During the safety test under atmospheric pressure, it was observed that when the battery cell caught fire, white smoke was generated, followed by the gas explosion involving surrounding oxygen. The white smoke is primarily caused by the vaporization of the electrolyte and its decomposition products due to internal short-circuit-induced heating. It is believed that the combination of the electrolyte components, external oxygen, and heat emitted from the battery cell created the three elements necessary for combustion (flammable material, oxygen, and ignition energy), leading to the ignition.

Safety test under atmospheric pressure

On the other hand, during the safety test under reduced pressure, the battery cell caught fire, but the gas explosion observed under atmospheric pressure did not occur.

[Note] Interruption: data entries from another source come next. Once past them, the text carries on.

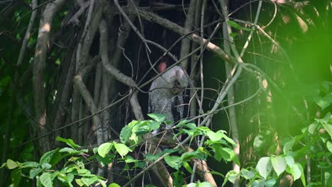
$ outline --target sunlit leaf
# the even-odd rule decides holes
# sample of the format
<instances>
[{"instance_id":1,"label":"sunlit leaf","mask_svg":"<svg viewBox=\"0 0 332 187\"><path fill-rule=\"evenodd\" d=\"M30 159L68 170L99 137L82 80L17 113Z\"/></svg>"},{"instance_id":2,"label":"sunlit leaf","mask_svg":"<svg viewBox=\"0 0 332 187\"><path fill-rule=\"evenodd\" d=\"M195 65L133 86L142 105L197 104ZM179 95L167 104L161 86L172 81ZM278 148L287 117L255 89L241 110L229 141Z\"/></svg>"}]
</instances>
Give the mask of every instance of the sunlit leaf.
<instances>
[{"instance_id":1,"label":"sunlit leaf","mask_svg":"<svg viewBox=\"0 0 332 187\"><path fill-rule=\"evenodd\" d=\"M278 176L286 170L286 161L281 156L271 157L271 163Z\"/></svg>"}]
</instances>

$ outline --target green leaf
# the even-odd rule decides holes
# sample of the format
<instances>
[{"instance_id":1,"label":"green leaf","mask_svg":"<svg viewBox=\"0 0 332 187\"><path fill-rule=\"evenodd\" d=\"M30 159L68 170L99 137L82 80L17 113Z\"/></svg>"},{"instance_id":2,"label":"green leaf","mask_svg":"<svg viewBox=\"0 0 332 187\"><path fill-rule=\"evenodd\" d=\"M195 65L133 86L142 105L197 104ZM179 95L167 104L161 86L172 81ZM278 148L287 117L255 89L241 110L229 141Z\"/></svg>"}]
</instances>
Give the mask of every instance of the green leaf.
<instances>
[{"instance_id":1,"label":"green leaf","mask_svg":"<svg viewBox=\"0 0 332 187\"><path fill-rule=\"evenodd\" d=\"M315 133L316 130L317 129L317 126L318 126L317 122L316 121L314 122L311 125L309 126L308 132L310 134L314 135L314 133Z\"/></svg>"},{"instance_id":2,"label":"green leaf","mask_svg":"<svg viewBox=\"0 0 332 187\"><path fill-rule=\"evenodd\" d=\"M160 123L151 120L149 123L149 128L150 131L158 129L160 127Z\"/></svg>"},{"instance_id":3,"label":"green leaf","mask_svg":"<svg viewBox=\"0 0 332 187\"><path fill-rule=\"evenodd\" d=\"M289 168L292 168L294 165L294 158L292 156L286 156L284 157L284 160L286 161L286 164L289 166Z\"/></svg>"},{"instance_id":4,"label":"green leaf","mask_svg":"<svg viewBox=\"0 0 332 187\"><path fill-rule=\"evenodd\" d=\"M60 150L60 148L57 148L54 150L49 151L48 152L45 152L44 154L40 158L40 160L39 161L39 164L42 165L44 163L50 163L50 160L52 159L52 157L53 155L58 152Z\"/></svg>"},{"instance_id":5,"label":"green leaf","mask_svg":"<svg viewBox=\"0 0 332 187\"><path fill-rule=\"evenodd\" d=\"M98 154L100 157L103 158L105 157L112 148L113 144L114 143L107 142L99 145L99 147L98 147Z\"/></svg>"},{"instance_id":6,"label":"green leaf","mask_svg":"<svg viewBox=\"0 0 332 187\"><path fill-rule=\"evenodd\" d=\"M70 147L64 147L59 150L59 152L68 152L71 154L77 154L82 153L82 151L78 151Z\"/></svg>"},{"instance_id":7,"label":"green leaf","mask_svg":"<svg viewBox=\"0 0 332 187\"><path fill-rule=\"evenodd\" d=\"M259 152L263 147L266 142L265 137L260 133L255 137L253 142L253 148L255 152Z\"/></svg>"},{"instance_id":8,"label":"green leaf","mask_svg":"<svg viewBox=\"0 0 332 187\"><path fill-rule=\"evenodd\" d=\"M66 143L67 145L72 147L73 149L75 149L79 148L79 147L81 147L81 146L75 144L72 139L65 139L65 138L62 138L62 137L61 137L60 136L57 136L57 140L59 141L59 142Z\"/></svg>"},{"instance_id":9,"label":"green leaf","mask_svg":"<svg viewBox=\"0 0 332 187\"><path fill-rule=\"evenodd\" d=\"M106 181L101 180L101 179L97 179L97 181L99 182L99 183L100 183L100 185L101 185L102 187L106 187ZM96 183L96 186L99 186L99 184Z\"/></svg>"},{"instance_id":10,"label":"green leaf","mask_svg":"<svg viewBox=\"0 0 332 187\"><path fill-rule=\"evenodd\" d=\"M217 171L210 171L210 174L213 174L213 175L218 175L218 176L221 176L222 178L225 178L225 176L223 175L222 174L219 173L219 172L217 172Z\"/></svg>"},{"instance_id":11,"label":"green leaf","mask_svg":"<svg viewBox=\"0 0 332 187\"><path fill-rule=\"evenodd\" d=\"M133 162L138 162L138 160L134 159L133 157L127 155L125 158L125 162L126 163L133 163Z\"/></svg>"},{"instance_id":12,"label":"green leaf","mask_svg":"<svg viewBox=\"0 0 332 187\"><path fill-rule=\"evenodd\" d=\"M327 141L326 142L326 147L328 148L328 151L332 153L332 142Z\"/></svg>"},{"instance_id":13,"label":"green leaf","mask_svg":"<svg viewBox=\"0 0 332 187\"><path fill-rule=\"evenodd\" d=\"M232 183L234 183L234 182L236 181L236 179L238 178L239 175L240 175L240 174L238 174L238 172L236 172L234 170L229 171L228 172L227 172L227 174L226 176L226 178L223 181L222 186L224 186L226 185L226 183L227 183L227 181L228 181L230 182L231 182Z\"/></svg>"},{"instance_id":14,"label":"green leaf","mask_svg":"<svg viewBox=\"0 0 332 187\"><path fill-rule=\"evenodd\" d=\"M208 131L206 134L209 138L210 138L210 140L213 142L219 141L221 139L223 135L221 132L214 132L213 131Z\"/></svg>"},{"instance_id":15,"label":"green leaf","mask_svg":"<svg viewBox=\"0 0 332 187\"><path fill-rule=\"evenodd\" d=\"M332 125L328 123L328 121L332 118L332 115L330 113L328 113L324 118L323 119L321 124L324 127L325 130L328 132L330 137L332 139Z\"/></svg>"},{"instance_id":16,"label":"green leaf","mask_svg":"<svg viewBox=\"0 0 332 187\"><path fill-rule=\"evenodd\" d=\"M271 164L271 159L267 157L260 158L256 166L256 170L258 171L260 176L264 177L265 179L269 176L272 169L272 166Z\"/></svg>"},{"instance_id":17,"label":"green leaf","mask_svg":"<svg viewBox=\"0 0 332 187\"><path fill-rule=\"evenodd\" d=\"M230 21L230 20L227 21L227 23L228 23L230 26L231 26L232 28L237 28L237 29L240 29L240 26L238 24L238 23L234 22L234 21Z\"/></svg>"},{"instance_id":18,"label":"green leaf","mask_svg":"<svg viewBox=\"0 0 332 187\"><path fill-rule=\"evenodd\" d=\"M250 178L255 176L255 171L254 170L248 170L246 169L243 168L240 171L241 175L247 180L250 180Z\"/></svg>"},{"instance_id":19,"label":"green leaf","mask_svg":"<svg viewBox=\"0 0 332 187\"><path fill-rule=\"evenodd\" d=\"M7 168L9 169L13 169L18 166L18 164L17 164L16 162L11 159L7 159L7 162L6 162L6 165L7 166Z\"/></svg>"},{"instance_id":20,"label":"green leaf","mask_svg":"<svg viewBox=\"0 0 332 187\"><path fill-rule=\"evenodd\" d=\"M112 183L110 185L109 185L109 187L121 187L120 185L116 183Z\"/></svg>"},{"instance_id":21,"label":"green leaf","mask_svg":"<svg viewBox=\"0 0 332 187\"><path fill-rule=\"evenodd\" d=\"M231 34L229 34L229 36L231 36L233 38L235 38L238 35L238 33L231 33Z\"/></svg>"},{"instance_id":22,"label":"green leaf","mask_svg":"<svg viewBox=\"0 0 332 187\"><path fill-rule=\"evenodd\" d=\"M22 163L21 168L32 168L32 167L38 167L39 164L35 162L25 162Z\"/></svg>"},{"instance_id":23,"label":"green leaf","mask_svg":"<svg viewBox=\"0 0 332 187\"><path fill-rule=\"evenodd\" d=\"M238 30L247 30L247 31L251 31L253 30L253 29L251 28L245 28L245 27L243 27L243 26L240 26L240 25L238 25L236 22L234 22L234 21L227 21L227 23L228 23L228 25L233 28L235 28L236 29L238 29Z\"/></svg>"},{"instance_id":24,"label":"green leaf","mask_svg":"<svg viewBox=\"0 0 332 187\"><path fill-rule=\"evenodd\" d=\"M44 186L53 186L53 183L51 179L51 174L49 173L43 174L40 177L40 182Z\"/></svg>"},{"instance_id":25,"label":"green leaf","mask_svg":"<svg viewBox=\"0 0 332 187\"><path fill-rule=\"evenodd\" d=\"M84 185L81 178L75 178L75 182L79 186L83 186Z\"/></svg>"},{"instance_id":26,"label":"green leaf","mask_svg":"<svg viewBox=\"0 0 332 187\"><path fill-rule=\"evenodd\" d=\"M190 161L192 158L197 158L199 152L187 152L181 155L181 158L183 161Z\"/></svg>"},{"instance_id":27,"label":"green leaf","mask_svg":"<svg viewBox=\"0 0 332 187\"><path fill-rule=\"evenodd\" d=\"M132 150L124 144L115 143L114 147L118 153L123 158L129 152Z\"/></svg>"},{"instance_id":28,"label":"green leaf","mask_svg":"<svg viewBox=\"0 0 332 187\"><path fill-rule=\"evenodd\" d=\"M273 187L275 184L277 183L277 181L275 178L271 178L265 182L266 187Z\"/></svg>"},{"instance_id":29,"label":"green leaf","mask_svg":"<svg viewBox=\"0 0 332 187\"><path fill-rule=\"evenodd\" d=\"M21 168L17 168L13 171L11 171L11 181L13 184L14 187L19 186L20 182L21 182L21 174L22 174L22 169Z\"/></svg>"},{"instance_id":30,"label":"green leaf","mask_svg":"<svg viewBox=\"0 0 332 187\"><path fill-rule=\"evenodd\" d=\"M198 181L196 186L197 187L213 187L211 183L210 183L209 182L206 182L206 181L204 181L202 183Z\"/></svg>"},{"instance_id":31,"label":"green leaf","mask_svg":"<svg viewBox=\"0 0 332 187\"><path fill-rule=\"evenodd\" d=\"M286 161L281 156L271 157L271 163L278 176L286 170Z\"/></svg>"},{"instance_id":32,"label":"green leaf","mask_svg":"<svg viewBox=\"0 0 332 187\"><path fill-rule=\"evenodd\" d=\"M190 174L192 174L192 169L190 167L189 164L187 162L182 162L182 166L183 167L188 171Z\"/></svg>"},{"instance_id":33,"label":"green leaf","mask_svg":"<svg viewBox=\"0 0 332 187\"><path fill-rule=\"evenodd\" d=\"M220 132L220 131L219 131ZM231 144L233 146L237 146L236 143L231 139L231 137L228 137L226 135L222 132L221 134L222 138L225 139L228 143Z\"/></svg>"},{"instance_id":34,"label":"green leaf","mask_svg":"<svg viewBox=\"0 0 332 187\"><path fill-rule=\"evenodd\" d=\"M105 166L109 164L112 163L113 160L114 159L114 154L106 154L104 157L101 157L100 155L97 154L96 159L100 163L101 166Z\"/></svg>"},{"instance_id":35,"label":"green leaf","mask_svg":"<svg viewBox=\"0 0 332 187\"><path fill-rule=\"evenodd\" d=\"M35 178L35 176L38 176L43 171L44 171L44 169L43 168L35 168L30 170L30 178Z\"/></svg>"},{"instance_id":36,"label":"green leaf","mask_svg":"<svg viewBox=\"0 0 332 187\"><path fill-rule=\"evenodd\" d=\"M93 184L98 180L96 176L92 177L83 177L81 178L81 181L87 186L89 186L91 184Z\"/></svg>"},{"instance_id":37,"label":"green leaf","mask_svg":"<svg viewBox=\"0 0 332 187\"><path fill-rule=\"evenodd\" d=\"M177 170L179 169L182 164L182 160L181 159L181 157L178 156L170 156L167 154L165 156L164 159L170 166Z\"/></svg>"},{"instance_id":38,"label":"green leaf","mask_svg":"<svg viewBox=\"0 0 332 187\"><path fill-rule=\"evenodd\" d=\"M159 123L162 123L166 120L166 115L160 113L148 113L148 115Z\"/></svg>"},{"instance_id":39,"label":"green leaf","mask_svg":"<svg viewBox=\"0 0 332 187\"><path fill-rule=\"evenodd\" d=\"M44 163L42 165L42 168L44 169L49 169L51 167L52 167L51 164L50 164L48 163Z\"/></svg>"},{"instance_id":40,"label":"green leaf","mask_svg":"<svg viewBox=\"0 0 332 187\"><path fill-rule=\"evenodd\" d=\"M291 169L292 175L293 176L294 181L300 178L301 175L302 174L301 171L302 166L299 163L295 163Z\"/></svg>"},{"instance_id":41,"label":"green leaf","mask_svg":"<svg viewBox=\"0 0 332 187\"><path fill-rule=\"evenodd\" d=\"M287 142L286 142L286 144L284 144L284 149L283 149L284 154L287 154L287 153L289 153L289 151L292 150L292 148L293 147L293 144L294 142L295 142L295 140L292 139L292 140L288 141Z\"/></svg>"}]
</instances>

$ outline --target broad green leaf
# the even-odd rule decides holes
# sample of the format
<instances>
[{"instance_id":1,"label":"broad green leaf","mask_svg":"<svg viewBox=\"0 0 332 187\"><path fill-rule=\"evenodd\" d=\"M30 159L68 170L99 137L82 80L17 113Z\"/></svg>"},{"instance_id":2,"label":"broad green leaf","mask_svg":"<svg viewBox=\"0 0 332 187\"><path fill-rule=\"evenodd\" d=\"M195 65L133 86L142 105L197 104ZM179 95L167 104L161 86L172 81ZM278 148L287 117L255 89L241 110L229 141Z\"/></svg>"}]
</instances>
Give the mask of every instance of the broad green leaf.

This difference is attributed to the fact that while the battery cell's internal elements necessary for combustion (electrolyte, oxygen generated from positive electrode active materials, and heat from short-circuit) were present, there was almost no external oxygen under reduced pressure. As a result, the flame's sustenance time was short, preventing the gas explosion.

Safety test under reduced pressure

Based on these results, it is suggested that the external casing of the battery pack for HAPS could be designed with reduced strength for weight reduction since the gas explosions do not occur under reduced pressure. Weight reduction is one of the critical factors in HAPS operation, contributing to expanding the service area and payload capacity. However, it is essential to implement fire-resistant and insulating structures to prevent the heat from transferring to the HAPS aircraft, as the temperature can rise to several hundred degrees during operation.
SoftBank’s Research Institute of Advanced Technology will continue to develop testing methods under conditions closer to the stratospheric environment and contribute to establishing safety standards for HAPS battery packs, while continuing their efforts in the development of HAPS-specific battery packs.